“2018 is my year of growth, being positive, and having love for myself and others.”
Journal, January 10, 2018
In November 2017, my wife Helen and I were talking with our daughter Logan on the phone while she was at college at FAU. It was part of our regular routine. She talked to Helen, me, or her brother Cayden almost every day. For me, sometimes it was a long talk during my ride home from work or just a quick text or Snap Chat. We would catch up on how everything was going at school—other times it was random conversation or laughing about awkward moments from our day. These were precious moments as parents, and we were always grateful that Logan called and made time for her family. One time Helen and I were on a video with Logan while she was at school. She was sitting in the cafeteria crying from the stress of the semester and that she wanted to come home. Then at one point, she started to smile, then laugh, and finally panned the video over to a girl sitting behind her who was talking to her mom… and also crying about wanting to come home. Logan was able to find humor in her situation and gain perspective that things weren’t so bad but part of growing up and becoming independent. Every day, we can choose what to focus on.
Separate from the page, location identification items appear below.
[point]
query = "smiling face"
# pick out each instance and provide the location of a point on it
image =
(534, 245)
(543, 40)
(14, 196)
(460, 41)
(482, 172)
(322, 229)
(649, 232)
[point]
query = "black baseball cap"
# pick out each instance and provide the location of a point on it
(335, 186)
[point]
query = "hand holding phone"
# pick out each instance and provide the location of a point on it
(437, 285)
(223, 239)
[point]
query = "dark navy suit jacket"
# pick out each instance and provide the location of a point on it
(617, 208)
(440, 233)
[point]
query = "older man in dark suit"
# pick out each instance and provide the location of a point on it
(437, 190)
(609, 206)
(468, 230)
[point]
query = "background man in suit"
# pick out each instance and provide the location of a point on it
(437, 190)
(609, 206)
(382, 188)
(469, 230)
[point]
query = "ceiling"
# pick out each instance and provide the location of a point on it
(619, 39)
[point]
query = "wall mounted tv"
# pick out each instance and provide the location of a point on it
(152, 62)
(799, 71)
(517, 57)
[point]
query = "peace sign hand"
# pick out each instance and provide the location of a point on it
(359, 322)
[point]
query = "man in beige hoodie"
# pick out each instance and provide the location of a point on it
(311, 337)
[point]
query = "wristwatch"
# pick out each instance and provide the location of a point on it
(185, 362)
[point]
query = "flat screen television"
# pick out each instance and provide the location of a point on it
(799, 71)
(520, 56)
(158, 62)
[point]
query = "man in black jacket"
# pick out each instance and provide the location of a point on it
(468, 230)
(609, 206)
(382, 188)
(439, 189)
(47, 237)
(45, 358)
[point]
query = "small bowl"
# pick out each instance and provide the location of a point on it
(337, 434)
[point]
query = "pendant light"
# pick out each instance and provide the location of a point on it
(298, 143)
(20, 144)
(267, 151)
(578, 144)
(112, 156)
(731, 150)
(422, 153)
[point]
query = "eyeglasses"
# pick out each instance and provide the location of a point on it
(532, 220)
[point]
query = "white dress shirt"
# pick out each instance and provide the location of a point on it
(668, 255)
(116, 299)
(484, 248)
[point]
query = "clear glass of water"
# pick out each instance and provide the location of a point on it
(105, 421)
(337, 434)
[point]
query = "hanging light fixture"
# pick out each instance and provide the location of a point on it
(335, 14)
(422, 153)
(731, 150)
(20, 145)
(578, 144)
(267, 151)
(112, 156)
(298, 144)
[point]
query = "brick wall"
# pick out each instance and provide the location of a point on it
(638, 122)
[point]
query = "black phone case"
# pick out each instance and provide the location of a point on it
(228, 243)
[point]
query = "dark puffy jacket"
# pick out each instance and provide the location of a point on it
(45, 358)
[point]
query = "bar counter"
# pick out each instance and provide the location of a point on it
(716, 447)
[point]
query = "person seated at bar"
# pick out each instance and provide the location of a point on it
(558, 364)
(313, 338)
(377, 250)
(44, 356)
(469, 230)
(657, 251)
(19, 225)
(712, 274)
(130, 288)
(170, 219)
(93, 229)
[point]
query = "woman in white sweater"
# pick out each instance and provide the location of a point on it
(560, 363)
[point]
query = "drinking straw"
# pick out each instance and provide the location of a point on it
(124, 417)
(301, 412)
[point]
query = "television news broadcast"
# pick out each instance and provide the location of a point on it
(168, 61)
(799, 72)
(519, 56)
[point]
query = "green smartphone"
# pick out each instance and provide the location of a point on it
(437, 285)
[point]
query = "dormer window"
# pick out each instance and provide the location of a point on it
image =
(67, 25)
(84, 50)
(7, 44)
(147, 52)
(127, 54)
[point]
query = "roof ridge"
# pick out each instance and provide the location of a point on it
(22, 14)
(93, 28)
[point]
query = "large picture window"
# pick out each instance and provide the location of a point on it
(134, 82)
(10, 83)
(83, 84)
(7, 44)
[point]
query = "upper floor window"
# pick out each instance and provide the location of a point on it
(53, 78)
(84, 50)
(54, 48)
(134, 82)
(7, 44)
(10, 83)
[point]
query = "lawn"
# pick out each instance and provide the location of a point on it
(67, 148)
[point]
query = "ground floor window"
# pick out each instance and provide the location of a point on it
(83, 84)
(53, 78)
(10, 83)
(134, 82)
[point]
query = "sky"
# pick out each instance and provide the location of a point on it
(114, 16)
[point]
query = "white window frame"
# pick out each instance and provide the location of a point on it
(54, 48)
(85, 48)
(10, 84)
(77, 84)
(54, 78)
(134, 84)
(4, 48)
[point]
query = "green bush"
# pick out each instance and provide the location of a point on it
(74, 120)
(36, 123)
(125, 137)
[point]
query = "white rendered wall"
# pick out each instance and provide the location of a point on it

In early January 2018, Logan called me from school very upset. There was a sense of urgency and determination in her voice. “Dad, there is so much need in the world, I want be a teacher, I want to join the Peace Corps, we need to clean up the environment, help the poor, care for neglected children, and protect animals. We need to start now!” I tried to coach her like most parents would do, “Logan, slow down, let’s focus on college, this semester, and the classes you have right now—you have your whole life to make a difference.”
You have your whole life…those words echo in my mind every day. Logan didn’t have time and we lost her in a car accident a short time later on February 2, 2018. None of us know how much time we have. There are no guarantees in life. There may not be a tomorrow. Logan lived her 20 years fully and with great passion and often impatience. She felt the urgency, saw the need, and wanted to take action and was trying to live a life that supported her values and causes that were important to her. We are grateful for the time we had with her.
How we view life is like looking through the narrow lens of a camera. If we only focus on what’s bad in the world; the violence and hatred, fearing or judging others that are different, getting caught up in the uncertainty and chaos of politics and world affairs, or the negativity on social media—then that becomes our reality and where our energy is directed. What we consume in what we read, watch, and hear is what we become and gets reinforced in our mind which if we’re not careful, can negatively impact our mood, beliefs, and how we interact with others.
When Logan passed, we focused on why her, why now, why us, and the tragic details of the accident. Then we had to decide what to do next—let sorrow overtake us or choose to make Logan’s life meaningful and to step forward in her memory and create something positive. It’s a challenge, it’s painful, and a very difficult journey, but growth and adapting to change never comes easy. Thanks to the love and support of our friends and family, we realize how truly blessed we are and have reinforced what we’ve always known in our hearts…that people are good, life is precious, and each of us matters and can make a difference. Logan’s spirit is with us every day and has given us hope, strengthened our faith, and has called us to a higher purpose. This brings us joy, happiness, and fulfillment.
In one of Logan’s last journal entries, she quoted a favorite book I had given her to read titled, The Book of the Awakening: “We are born with our obligation—to become completely who we are.” What a great quote and invitation to each of us to share our gifts, to love, to experience life fully, to appreciate today, and to become the best version of ourselves. Every day, we can choose what to focus on.